Seine Argumentation, daß die künstlerische Gestaltung nur dann als gelungen bezeichnet werden kann, wenn sie überzeugt, nimmt einen Faden auf, der in der als Rezeptionsästhetik bezeichneten Diskussion in England im XVIII. Jahrhundert begonnen hatte.
Er wendet sie nunmehr speziell auf das Bildnis an, das für ihn nicht in erster Linie Ähnlichkeit aufzuweisen hat, sondern "Erscheinung" zum Gegenstand der Darstellung hat. Diese Wende im Argument räumt die uns heute selbstverständlich dünkende Subjektivität der künstlerischen Sichtweise ins Zentrum der Beurteilunsgkriterien. Der Künstler konstruiert mit seiner Komposition die Zeichen, die die Erscheinung der Person für den Betrachter zu einem Symbolgefüge von deren charakterlicher und psychischer Verfassung werden lassen.

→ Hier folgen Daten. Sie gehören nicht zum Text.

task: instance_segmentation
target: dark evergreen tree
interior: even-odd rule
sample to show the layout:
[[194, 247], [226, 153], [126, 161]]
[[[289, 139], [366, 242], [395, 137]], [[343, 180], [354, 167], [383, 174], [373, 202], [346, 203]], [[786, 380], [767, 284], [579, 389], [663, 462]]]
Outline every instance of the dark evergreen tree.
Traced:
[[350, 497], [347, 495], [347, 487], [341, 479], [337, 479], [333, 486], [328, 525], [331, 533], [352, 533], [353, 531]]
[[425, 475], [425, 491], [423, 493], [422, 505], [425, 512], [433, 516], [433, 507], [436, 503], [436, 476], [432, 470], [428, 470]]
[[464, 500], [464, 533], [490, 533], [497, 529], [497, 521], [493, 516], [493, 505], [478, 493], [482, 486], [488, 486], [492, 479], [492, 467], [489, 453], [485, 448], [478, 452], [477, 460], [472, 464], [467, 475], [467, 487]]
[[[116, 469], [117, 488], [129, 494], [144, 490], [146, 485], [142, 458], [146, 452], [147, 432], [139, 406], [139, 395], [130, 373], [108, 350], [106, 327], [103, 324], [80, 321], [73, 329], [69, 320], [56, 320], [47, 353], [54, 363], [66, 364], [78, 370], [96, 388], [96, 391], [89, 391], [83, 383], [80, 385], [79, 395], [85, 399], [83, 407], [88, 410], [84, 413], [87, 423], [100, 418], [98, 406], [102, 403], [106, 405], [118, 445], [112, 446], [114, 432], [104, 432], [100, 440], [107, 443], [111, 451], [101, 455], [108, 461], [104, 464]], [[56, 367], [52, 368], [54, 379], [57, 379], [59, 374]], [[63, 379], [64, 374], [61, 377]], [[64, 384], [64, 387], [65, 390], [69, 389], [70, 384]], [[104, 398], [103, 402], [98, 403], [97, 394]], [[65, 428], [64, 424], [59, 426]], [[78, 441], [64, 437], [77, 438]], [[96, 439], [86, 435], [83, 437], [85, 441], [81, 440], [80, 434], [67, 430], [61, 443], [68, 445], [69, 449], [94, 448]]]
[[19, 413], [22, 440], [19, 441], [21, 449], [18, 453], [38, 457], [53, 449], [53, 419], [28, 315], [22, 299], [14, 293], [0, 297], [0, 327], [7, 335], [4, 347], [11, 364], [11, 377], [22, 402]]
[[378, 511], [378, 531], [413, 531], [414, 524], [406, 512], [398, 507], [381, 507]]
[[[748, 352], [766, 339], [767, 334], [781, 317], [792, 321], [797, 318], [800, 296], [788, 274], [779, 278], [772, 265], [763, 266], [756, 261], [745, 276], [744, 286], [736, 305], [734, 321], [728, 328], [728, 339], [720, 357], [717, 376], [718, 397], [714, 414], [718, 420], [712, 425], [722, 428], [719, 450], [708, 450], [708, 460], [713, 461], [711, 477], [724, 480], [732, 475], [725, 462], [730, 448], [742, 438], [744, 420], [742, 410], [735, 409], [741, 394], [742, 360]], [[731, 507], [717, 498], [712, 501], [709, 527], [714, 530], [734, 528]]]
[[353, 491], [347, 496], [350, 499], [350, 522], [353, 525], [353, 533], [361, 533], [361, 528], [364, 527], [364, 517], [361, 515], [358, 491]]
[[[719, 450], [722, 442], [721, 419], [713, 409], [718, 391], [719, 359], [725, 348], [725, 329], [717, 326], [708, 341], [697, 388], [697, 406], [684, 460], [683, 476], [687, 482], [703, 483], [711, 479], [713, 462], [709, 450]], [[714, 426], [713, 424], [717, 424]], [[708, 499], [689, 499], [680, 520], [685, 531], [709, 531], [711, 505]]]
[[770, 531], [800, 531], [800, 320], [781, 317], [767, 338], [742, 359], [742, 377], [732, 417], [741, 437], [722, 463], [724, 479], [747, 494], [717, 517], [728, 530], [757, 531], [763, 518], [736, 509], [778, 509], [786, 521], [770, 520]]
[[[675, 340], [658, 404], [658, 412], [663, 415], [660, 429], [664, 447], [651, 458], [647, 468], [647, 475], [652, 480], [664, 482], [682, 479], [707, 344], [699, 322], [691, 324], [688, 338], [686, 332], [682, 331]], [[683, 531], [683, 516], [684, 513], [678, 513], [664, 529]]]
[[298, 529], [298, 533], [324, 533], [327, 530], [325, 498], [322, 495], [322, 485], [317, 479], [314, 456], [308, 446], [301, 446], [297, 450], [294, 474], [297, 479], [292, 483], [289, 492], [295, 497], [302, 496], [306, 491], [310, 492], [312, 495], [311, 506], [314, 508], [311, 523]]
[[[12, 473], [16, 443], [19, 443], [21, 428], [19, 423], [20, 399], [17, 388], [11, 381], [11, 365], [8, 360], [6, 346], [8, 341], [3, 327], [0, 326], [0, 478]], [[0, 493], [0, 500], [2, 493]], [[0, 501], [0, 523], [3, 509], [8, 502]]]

Diesen Abstraktionsprozess des Künstlers kann der Betrachter nun seinerseits wieder auf die Person zurückverfolgen, die er persönlich oder häufiger auch nur medial vermittelt kennt. Zurecht nennt Simmel diesen doppelten Rückbezug den „Psychologischen Realismus“, ein Begriff, der sich indessen nicht weiter durchgesetzt hat. Die Gründe dafür sind naheliegend.
Zu sehr ist bis heute die Anschauung und alltägliche Erfahrung der meisten - auch mit Kunst vertrauten - Menschen von der scheinbaren Mühelosigkeit und Eindeutigkeit der Getreulichkeit und Ähnlichkeit der Fotografie geprägt, als daß sie sich darüber Rechenschaft ablegen wollten, daß sie selber sehr sorgfältig bei der Auswahl derjenigen Fotos sind, die sie von sich selbst oder auch von anderen als gelungen gelten lassen. Doch diese eigene Praxis gegenüber Kunst auch gelten zu lassen, davon lassen sie sich bis heute nur schwer überzeugen.
© W.P.Gerlach 12.12.1999, revidiert 08.2019.